A problem focus can exert quite a lot of pressure toward seeing patients as collections of problems to be solved. A deficit perspective can creep in when people maintain a focus on what a patient doesn’t understand, or doesn’t do; what a patient’s situation lacks; what it seems his or her community can’t provide. It can also refer to a focus that’s limited to negative results, negative effects, negative examples, depictions, or instances, I think you get the hang of it here.
What do you focus on instead? Resources! All patients come to you with extraordinary linguistic, cultural, and intellectual resources. Just not always the same resources as you, or as your other patients.
If you’re interested in how a deficit perspective crops up in research, practice, and policy, check out my 10 minute podcast How to ditch the deficit perspective. There’s a transcript for this and every one of my podcast episodes at healthcommunicationpartners.com
- Quick change of routine
The ‘doctor’ above wanted to interrupt a habit that she realized might need some modification. Here’s another way to interrupt a habit you might have.
There are topics you explain frequently to patients. It’s possible you’ve been using the same approach for a while. There’s nothing wrong with that. But to give yourself a break—and to reach your patients who might learn differently—why not grab another way of saying the same thing? Try: Cause-and-effect; if-then; telling a story; or compare/contrast.
For examples on how to do this, and more options, check out 10 Ways to communicate a complex idea during patient education. There’s also a handy infographic. Again at healthcommunicationpartners.com.
- Makes sense to me!
I saw the ‘patient’ in our role play grew increasingly calm as he continued speaking. And this was just a physician, playing the part of a patient, in a role play! As human beings, we want to be heard and understood. We also all have ideas about how the world works. About how things go, or ought to go.
Your ideas about how the human body works are much more informed than everyone else’s. The rest of us non-specialists are also walking around with ideas about how our bodies work. Those ideas may or may not have scientific merit.
So your task then is to understand your patient’s understanding. Because as non-sensical as it might seem from an expert perspective, whatever your patient thinks, makes sense for them.

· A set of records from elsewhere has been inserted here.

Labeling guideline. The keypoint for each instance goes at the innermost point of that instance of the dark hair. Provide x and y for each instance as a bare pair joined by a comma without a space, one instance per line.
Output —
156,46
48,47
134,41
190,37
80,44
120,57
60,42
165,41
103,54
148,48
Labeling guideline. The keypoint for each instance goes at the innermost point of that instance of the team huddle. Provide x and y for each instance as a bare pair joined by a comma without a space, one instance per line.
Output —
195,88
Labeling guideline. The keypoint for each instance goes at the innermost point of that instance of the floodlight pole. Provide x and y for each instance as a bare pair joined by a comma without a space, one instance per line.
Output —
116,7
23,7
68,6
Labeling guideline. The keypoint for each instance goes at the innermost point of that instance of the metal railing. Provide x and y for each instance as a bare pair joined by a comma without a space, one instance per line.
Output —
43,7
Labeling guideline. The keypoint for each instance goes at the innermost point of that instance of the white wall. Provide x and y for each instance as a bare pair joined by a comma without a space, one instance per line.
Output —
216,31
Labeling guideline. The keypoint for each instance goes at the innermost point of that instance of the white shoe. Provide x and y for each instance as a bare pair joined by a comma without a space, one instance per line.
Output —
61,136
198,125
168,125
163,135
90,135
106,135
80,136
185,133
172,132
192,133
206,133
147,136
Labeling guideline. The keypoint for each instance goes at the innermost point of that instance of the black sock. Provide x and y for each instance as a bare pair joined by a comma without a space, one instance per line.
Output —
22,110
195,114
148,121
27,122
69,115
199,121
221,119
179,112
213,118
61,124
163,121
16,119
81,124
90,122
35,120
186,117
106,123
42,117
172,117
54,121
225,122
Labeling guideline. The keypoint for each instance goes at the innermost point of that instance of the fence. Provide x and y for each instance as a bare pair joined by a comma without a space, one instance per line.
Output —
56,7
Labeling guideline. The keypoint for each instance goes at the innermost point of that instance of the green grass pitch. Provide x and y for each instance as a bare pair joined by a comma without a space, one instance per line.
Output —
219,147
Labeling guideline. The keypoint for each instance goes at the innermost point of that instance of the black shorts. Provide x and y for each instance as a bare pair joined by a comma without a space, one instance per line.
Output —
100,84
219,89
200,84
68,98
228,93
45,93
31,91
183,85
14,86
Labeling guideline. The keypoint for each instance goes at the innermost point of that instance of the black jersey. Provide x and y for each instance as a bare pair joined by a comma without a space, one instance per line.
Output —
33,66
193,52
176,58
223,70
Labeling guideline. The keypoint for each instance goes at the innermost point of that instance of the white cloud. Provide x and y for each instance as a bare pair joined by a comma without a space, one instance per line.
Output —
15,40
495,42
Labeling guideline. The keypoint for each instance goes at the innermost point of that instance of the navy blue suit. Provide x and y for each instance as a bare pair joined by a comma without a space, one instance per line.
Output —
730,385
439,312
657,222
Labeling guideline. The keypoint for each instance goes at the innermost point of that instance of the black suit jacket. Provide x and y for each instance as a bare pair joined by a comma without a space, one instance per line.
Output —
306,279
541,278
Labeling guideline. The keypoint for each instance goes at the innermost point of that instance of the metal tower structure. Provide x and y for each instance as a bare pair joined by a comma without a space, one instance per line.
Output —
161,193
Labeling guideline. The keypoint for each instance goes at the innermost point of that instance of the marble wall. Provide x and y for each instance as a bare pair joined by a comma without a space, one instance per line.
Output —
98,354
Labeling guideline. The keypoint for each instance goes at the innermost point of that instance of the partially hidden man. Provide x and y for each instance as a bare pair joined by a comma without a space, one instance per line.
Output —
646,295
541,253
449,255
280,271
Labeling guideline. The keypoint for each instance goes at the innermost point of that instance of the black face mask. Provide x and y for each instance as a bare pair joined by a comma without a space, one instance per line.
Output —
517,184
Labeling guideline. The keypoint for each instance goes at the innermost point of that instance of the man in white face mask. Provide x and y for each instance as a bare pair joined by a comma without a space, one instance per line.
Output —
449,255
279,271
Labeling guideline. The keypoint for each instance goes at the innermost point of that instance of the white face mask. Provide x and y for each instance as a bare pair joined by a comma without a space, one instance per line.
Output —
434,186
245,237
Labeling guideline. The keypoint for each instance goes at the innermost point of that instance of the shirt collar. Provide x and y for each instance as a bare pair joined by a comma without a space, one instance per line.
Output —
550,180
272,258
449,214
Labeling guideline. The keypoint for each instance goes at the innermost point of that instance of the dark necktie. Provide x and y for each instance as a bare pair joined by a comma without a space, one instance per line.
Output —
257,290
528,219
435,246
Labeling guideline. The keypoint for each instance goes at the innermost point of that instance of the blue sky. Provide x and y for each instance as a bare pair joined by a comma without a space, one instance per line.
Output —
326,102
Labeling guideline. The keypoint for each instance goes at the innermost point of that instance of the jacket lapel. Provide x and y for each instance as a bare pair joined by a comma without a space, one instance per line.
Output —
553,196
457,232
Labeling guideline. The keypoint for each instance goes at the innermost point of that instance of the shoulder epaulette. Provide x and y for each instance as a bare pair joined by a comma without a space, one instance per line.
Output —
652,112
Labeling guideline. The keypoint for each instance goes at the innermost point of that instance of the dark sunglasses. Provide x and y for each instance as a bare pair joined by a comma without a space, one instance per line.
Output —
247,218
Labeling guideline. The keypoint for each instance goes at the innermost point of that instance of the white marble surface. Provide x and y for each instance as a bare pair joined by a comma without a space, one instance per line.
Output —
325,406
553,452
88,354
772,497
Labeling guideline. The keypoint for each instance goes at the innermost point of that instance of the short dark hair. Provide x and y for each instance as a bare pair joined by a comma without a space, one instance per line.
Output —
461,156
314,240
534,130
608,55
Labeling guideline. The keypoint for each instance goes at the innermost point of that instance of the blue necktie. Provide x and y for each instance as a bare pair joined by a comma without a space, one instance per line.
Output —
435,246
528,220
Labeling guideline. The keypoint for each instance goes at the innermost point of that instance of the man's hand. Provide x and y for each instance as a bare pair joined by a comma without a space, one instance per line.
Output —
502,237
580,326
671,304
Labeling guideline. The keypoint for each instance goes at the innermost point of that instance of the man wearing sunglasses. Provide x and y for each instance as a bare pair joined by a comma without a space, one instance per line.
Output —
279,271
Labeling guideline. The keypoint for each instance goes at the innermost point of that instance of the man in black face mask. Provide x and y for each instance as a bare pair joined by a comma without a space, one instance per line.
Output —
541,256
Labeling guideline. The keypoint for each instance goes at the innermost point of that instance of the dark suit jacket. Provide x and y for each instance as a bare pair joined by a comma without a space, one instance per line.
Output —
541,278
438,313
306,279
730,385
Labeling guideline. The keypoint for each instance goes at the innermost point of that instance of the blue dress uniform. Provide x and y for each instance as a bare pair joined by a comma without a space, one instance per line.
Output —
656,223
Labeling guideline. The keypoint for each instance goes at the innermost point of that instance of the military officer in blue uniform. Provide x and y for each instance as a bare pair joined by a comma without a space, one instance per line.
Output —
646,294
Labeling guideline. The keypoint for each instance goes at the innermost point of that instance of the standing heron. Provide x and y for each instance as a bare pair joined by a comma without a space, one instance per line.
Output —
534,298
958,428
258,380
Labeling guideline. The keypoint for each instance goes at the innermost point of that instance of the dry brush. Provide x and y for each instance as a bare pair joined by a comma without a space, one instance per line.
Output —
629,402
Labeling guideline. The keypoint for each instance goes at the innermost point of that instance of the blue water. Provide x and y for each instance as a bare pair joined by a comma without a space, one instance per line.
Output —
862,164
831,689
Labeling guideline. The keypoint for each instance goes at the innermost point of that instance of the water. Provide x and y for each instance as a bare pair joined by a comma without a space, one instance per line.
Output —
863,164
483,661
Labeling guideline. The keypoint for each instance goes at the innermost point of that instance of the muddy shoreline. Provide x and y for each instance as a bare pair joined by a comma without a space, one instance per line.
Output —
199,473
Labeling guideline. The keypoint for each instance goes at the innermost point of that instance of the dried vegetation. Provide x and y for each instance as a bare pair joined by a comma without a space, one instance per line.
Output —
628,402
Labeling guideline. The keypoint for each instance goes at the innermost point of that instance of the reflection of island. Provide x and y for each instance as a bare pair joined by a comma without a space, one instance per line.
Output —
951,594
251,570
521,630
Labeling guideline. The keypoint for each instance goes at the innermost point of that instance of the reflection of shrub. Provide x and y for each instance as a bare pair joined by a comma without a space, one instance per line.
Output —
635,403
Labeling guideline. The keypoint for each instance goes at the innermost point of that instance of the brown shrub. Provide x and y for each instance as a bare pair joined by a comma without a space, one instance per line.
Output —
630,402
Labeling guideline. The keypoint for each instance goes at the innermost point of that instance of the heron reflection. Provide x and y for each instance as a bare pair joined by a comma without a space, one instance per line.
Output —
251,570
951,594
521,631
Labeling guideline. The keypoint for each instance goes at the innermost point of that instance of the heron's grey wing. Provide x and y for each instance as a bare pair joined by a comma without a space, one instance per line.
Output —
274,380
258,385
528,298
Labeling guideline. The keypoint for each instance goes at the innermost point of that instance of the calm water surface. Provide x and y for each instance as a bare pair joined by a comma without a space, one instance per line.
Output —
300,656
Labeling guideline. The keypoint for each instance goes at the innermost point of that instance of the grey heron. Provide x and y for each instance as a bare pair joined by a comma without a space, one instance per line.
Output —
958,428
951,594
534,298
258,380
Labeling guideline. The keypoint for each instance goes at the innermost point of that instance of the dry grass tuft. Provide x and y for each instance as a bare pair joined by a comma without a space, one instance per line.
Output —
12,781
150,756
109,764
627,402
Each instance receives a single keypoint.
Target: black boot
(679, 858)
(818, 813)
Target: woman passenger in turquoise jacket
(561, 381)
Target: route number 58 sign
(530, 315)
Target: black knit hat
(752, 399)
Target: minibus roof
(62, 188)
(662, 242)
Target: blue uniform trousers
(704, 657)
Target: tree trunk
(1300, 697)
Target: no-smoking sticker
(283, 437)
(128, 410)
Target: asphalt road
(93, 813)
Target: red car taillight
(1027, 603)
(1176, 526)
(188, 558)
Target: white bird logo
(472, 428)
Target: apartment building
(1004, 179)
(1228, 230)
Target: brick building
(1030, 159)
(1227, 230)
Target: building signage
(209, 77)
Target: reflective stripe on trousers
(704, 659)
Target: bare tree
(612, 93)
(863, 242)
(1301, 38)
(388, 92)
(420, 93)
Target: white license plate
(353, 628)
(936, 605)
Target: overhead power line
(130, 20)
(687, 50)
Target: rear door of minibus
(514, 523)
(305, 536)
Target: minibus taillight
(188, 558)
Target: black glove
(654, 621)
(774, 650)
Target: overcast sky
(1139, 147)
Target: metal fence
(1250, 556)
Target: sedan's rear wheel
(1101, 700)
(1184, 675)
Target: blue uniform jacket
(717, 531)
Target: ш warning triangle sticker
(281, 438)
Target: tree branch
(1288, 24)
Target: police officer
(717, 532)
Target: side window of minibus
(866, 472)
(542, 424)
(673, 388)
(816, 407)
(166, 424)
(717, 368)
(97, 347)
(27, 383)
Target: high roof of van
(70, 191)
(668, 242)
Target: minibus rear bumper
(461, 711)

We seek to be listened to and understood on our own terms. So keep in mind that whatever your patient says is related to assumptions or beliefs that they hold, and these assumptions or beliefs make sense to them.
If you’d like to dig into this idea a bit more, check out 5 ways patient background knowledge can help you (and your patient) links in the transcripts.
Overall, it may help occasionally to think about health communication in terms of everyday communication. Because communication is more than a transfer of information. It’s an interaction between people.
After all, we all want to be understood. We all have our communication hangups. None of us wants to look foolish, or waste time. When we have something important to say, we want to get that message through, to whoever our audience is.
This has been 10 Minutes to Better Patient Communication for Health Communication Partners. I’m Dr. Anne Marie Liebel.